In another set of experiments, Prof Sharma’s team observed that the liquid nature of the polymer surfactant allowed the ions to diffuse and react, a process that cannot happen in solids.   The liquid turns from acidic to neutral as carbon dioxide converts to calcium carbonate. A dye that changes colour as acidity reduces can visually indicate completion of the conversion, eliminating the need for any chemical tests or microscopic observations. The dye method provides a simple mechanism that the industry needs to check if a reaction is complete.

“The porous liquid can absorb one-fifth of carbon dioxide compared to an equal volume of a commercially available mesoporous silica, a solid. But the porous liquid can flow and hence can be retrofitted and replenished quickly to provide technological advantages,” informs Prof Sharma.

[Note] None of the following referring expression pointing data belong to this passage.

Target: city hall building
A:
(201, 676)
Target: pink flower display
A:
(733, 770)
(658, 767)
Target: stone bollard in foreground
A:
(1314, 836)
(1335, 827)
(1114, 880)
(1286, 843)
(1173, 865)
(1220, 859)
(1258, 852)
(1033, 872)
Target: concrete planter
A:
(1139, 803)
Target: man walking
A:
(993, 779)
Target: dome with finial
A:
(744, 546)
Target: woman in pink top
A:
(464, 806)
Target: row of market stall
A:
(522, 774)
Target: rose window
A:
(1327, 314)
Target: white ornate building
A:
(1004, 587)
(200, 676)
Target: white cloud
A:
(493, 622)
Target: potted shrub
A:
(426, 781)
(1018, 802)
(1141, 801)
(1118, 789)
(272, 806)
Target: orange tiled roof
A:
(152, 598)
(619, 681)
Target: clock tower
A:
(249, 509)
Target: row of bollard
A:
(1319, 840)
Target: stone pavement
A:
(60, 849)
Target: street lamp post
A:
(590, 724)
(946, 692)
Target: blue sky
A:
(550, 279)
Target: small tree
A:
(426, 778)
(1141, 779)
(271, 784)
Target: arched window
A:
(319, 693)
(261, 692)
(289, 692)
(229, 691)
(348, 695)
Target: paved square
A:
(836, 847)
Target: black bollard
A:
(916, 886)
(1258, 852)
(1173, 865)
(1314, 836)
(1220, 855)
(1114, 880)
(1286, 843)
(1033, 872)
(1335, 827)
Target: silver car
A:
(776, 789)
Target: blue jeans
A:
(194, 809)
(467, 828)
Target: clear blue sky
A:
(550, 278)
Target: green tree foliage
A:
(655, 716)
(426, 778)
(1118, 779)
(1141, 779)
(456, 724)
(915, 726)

There is still work to do before one can use the porous liquid commercially in an industrial setup. Currently, the cost of the porous liquid is too high for it to be commercially viable.  Since the enzyme is the costliest component, the researchers are exploring ways to find either a cheaper way to make it or an inexpensive alternative. Engineers will need to carefully design flow rates and relevant parameters to account for the slow release of carbon dioxide and its conversion into calcium carbonate. 

“We have presented a proof of concept for an end to end solution to capture, store and convert carbon dioxide from industrial emissions to calcium carbonate. All the materials used are stable at high temperatures; the porous liquid can work without degradation at industrial temperatures. The rate of carbon dioxide capture conversion does not drop significantly till a temperature of 50 ℃. We need to evaluate the efficiency of carbon dioxide capture at higher temperatures,” concludes Prof Sharma. 


This article has been run past the researchers, whose work is covered, to ensure accuracy.